The natural history and epidemiological aspects of traumatic vertebral artery dissection (VAD) are not fully understood. We determined the prevalence of VAD and impact on outcome of patients with head and neck trauma.

Methods

All the patients who were admitted with traumatic brain injury or head and neck trauma were identified by ICD-9-CM codes from the National Trauma Data Bank (NTDB), using data files from 2009 to 2010. NTDB represents one of the largest trauma databases and contains data from over 900 trauma centers across the United States. Presence of VAD was identified in these patients by using ICD-9-CM codes. Admission Glasgow Coma Scale (GCS) score, injury severity score (ISS), in-hospital complications, and treatment outcome were compared between patients with and without VAD.

Results

A total of 84 VAD patients were identified which comprised 0.01 % of all patients admitted with head and neck trauma. The mean age (in years) for patients with VAD was significantly higher than patients without dissection [46 (95 % CI 41–50) vs. 41.3 (95 % CI 41.2–41.4); p = 0.003]. The proportion of patients presenting with GCS score <9 was significantly higher in patients with VAD (31 vs. 12 %, p < 0.0001). The rate of cervical vertebral fracture was significantly higher in patients with VAD (71 vs. 11 %, p < 0.0001). Patients with VAD had higher rates of in-hospital stroke than patients without dissection (5 vs. 0.2 %, p < 0.0001). Numbers of ICU days, ventilator days, and hospital length of stays were all significantly higher in patients with VAD. These differences remained significant after adjusting for the demographics, admission GCS score, and ISS (p < 0.0001). A total of 7 % (N = 6) of the patients with VAD received endovascular treatment and there was no in-hospital stroke in these patients. Patients with VAD had a higher chance of discharge to nursing facilities in comparison to head trauma patients without VAD (OR: 2.1; 95 % CI 1.4–3.5; p < 0.0001).

Conclusion

Although infrequent, VAD in head and neck trauma is associated with higher rates of in-hospital stroke and longer length of ICU stay and total hospital stay. Early diagnosis and endovascular treatment may be an alternative option to reduce the rate of in-hospital stroke in these patients.

Introduction

Despite the advancements in the care of patients with head and neck trauma [1], the criteria for screening of blunt cervical arterial injury and associated clinical events are understudied [2]. Paucity of data is particularly prominent in regards to vertebral artery dissection (VAD) which occurs due to rapid acceleration–deceleration injury causing rotation and hyperextension of the neck within the scope of trauma [3]. Our understanding of the rate of cerebral ischemic events and need for endovascular or surgical treatment in these patients is based on anecdotal data. Data derived from multiple institutions is required to provide higher precision of estimates regarding clinical events, treatments, and outcomes and to ensure generalizability of findings [4, 5].

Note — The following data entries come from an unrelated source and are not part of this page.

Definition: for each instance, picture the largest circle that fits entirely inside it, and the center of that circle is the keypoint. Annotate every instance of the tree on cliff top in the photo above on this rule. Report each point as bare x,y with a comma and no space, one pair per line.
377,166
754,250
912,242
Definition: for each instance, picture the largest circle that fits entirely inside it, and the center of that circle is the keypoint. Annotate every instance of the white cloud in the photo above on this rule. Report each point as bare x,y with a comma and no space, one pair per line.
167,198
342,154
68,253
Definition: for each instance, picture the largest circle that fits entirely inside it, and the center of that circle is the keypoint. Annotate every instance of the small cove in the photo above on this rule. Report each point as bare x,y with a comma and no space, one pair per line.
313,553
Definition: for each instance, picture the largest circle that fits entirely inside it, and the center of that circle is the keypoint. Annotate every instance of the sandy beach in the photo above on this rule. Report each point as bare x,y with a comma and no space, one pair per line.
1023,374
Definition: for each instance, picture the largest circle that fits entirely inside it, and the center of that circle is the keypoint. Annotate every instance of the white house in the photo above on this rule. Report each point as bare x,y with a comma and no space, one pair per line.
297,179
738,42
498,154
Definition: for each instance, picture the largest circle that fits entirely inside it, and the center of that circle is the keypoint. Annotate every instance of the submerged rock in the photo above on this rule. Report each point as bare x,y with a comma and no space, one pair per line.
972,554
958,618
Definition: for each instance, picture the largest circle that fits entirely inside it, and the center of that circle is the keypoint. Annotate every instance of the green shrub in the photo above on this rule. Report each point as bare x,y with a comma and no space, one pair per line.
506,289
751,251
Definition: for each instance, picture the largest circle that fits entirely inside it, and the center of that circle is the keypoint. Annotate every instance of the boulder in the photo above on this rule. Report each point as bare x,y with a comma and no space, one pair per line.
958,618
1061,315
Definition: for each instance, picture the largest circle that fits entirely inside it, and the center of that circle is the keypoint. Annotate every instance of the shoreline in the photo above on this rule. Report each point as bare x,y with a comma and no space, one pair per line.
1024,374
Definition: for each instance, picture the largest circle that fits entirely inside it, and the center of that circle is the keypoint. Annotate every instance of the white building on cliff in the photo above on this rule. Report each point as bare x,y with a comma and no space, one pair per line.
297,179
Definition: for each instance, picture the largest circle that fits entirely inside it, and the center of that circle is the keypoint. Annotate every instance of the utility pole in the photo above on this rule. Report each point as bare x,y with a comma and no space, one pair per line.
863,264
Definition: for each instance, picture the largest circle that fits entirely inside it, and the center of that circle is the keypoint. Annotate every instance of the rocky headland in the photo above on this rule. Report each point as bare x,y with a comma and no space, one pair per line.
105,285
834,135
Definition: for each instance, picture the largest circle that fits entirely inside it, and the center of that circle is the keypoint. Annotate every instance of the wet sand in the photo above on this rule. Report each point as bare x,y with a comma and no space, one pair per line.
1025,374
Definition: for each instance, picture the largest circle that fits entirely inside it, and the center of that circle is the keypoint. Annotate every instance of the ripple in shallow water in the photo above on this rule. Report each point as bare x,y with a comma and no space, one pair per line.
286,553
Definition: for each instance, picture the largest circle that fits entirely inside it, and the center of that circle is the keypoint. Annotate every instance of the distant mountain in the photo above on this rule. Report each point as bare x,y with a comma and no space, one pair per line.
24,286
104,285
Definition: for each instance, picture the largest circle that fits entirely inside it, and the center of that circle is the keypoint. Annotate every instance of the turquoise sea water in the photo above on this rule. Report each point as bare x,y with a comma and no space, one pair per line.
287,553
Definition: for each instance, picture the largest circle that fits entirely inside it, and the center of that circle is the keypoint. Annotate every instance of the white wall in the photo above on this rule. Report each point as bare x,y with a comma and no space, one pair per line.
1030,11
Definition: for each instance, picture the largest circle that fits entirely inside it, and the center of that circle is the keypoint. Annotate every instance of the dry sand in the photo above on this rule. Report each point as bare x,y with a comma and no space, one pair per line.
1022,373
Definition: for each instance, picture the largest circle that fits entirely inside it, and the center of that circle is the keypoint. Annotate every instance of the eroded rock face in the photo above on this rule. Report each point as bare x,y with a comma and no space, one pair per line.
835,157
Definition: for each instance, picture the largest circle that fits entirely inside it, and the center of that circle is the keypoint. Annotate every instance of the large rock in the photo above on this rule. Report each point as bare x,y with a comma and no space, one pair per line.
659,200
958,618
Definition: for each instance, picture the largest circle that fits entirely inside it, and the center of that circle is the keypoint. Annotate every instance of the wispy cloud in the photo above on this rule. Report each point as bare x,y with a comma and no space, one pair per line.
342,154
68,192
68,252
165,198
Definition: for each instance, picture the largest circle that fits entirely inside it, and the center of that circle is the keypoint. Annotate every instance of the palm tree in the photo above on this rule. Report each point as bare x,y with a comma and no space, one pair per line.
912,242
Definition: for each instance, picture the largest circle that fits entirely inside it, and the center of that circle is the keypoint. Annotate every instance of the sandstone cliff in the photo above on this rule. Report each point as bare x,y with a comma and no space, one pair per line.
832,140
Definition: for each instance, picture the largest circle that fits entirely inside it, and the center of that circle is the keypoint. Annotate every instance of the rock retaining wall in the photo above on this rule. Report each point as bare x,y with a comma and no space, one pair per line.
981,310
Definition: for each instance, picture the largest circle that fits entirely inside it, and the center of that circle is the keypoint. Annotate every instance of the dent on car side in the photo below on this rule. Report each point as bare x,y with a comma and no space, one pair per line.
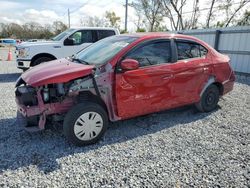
57,87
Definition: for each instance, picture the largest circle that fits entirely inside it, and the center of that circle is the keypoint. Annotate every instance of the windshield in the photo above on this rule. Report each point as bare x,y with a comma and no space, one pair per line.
105,49
62,35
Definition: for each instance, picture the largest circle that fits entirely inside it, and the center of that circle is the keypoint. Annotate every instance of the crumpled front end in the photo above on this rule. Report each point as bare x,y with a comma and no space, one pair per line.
41,102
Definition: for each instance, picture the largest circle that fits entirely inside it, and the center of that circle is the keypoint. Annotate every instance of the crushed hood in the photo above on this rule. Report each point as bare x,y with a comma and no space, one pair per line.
57,71
38,43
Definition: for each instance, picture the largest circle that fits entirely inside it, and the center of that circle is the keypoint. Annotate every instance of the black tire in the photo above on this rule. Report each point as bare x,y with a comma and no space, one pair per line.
209,99
41,60
74,114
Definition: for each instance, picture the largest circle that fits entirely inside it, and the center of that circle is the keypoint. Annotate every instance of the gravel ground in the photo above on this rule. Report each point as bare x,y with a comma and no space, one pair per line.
176,148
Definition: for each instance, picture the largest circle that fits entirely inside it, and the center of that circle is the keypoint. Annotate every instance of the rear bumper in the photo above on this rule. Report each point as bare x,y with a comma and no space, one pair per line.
42,109
229,84
23,63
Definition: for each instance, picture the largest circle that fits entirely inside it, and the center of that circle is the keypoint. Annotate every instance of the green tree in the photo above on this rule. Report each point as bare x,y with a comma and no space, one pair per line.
245,19
113,20
58,27
152,9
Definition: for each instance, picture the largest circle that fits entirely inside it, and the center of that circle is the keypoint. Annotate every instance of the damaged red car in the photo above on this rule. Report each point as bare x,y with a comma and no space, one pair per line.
122,77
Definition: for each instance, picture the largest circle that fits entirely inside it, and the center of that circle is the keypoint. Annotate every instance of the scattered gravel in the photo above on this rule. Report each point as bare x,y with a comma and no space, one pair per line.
175,148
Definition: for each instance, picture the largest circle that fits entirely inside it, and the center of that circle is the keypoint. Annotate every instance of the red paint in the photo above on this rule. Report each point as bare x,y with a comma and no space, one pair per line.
58,71
138,90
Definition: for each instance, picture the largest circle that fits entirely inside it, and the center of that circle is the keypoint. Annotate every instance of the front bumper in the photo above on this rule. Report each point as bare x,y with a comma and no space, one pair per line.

In this study, we determined the prevalence of traumatic VAD and associated hospital events, treatments, and outcomes in patients with head and neck trauma and traumatic brain injury, using a nationally representative database.

Methods

Study Population

Patients entered in National Trauma Data Bank (NTDB) between January 1st, 2009 and December 31st, 2010 were analyzed. NTBD is the largest and the most complete trauma database compiled by American College of Surgeons in the United States. This database contains uniformly collected clinical, demographic, and external cause and outcome information on over three million cases from over 900 registered U.S. trauma centers [6].

All the patients who were admitted to hospitals with traumatic brain injury or head and neck trauma were identified using the international classification of diseases, ninth revision, clinical modification (ICD-9-CM) diagnosis codes for traumatic brain injury (800.0–801.99, 803.0–804.99 or 850.0–854.19), head and neck injury (802, 802.0–802.9, 802.20–802.39), and cervical spine fracture (805.0, 805.00–805.08, 805.1, 805.10–805.18, 806.1, 806.0, 806.00 and 806.01–806.19) similar to the previously published studies [68].

Study Variables

Variables including patient’s demographics, admission injury severity score (ISS), Glasgow Coma Scale (GCS) score, in-hospital complications such as stroke (defined as an embolic, thrombotic, or hemorrhagic vascular accident or stroke with motor sensory or cognitive dysfunction that persists for 24 or more hours), myocardial infarction, pneumonia and deep vein thrombosis, and outcome measurements including total hospital stay, in-hospital mortality, and intensive care unit (ICU) days were extracted for each cases. VAD was identified by using ICD-9 diagnostic code of 443.24. The presence of surgical and endovascular repairs in patients with VAD were identified by using ICD-9 procedure codes of (38.01, 38.02, 38.12, 38.31, 38.32, 38.41, 38.42, 38.62, 38.82, 39.56–39.59) and (00.55, 00.61, 00.62, 39.50, 39.72, 39.74, and 39.90) for surgical and endovascular procedures, respectively. Hospital outcome was quantified by identifying discharge to home, discharge to nursing facility, and in-hospital mortality.

Statistical Analysis

We compared the demographic and clinical characteristics, and the rate of in-hospital complications, ICU days, hospital length of stay, ventilator days, in-hospital mortality, and discharge destination between patients with VAD and those without VAD. Chi-square test and t test were used for categorical data and for continuous data, respectively with a p value <0.05 considered statistically significant.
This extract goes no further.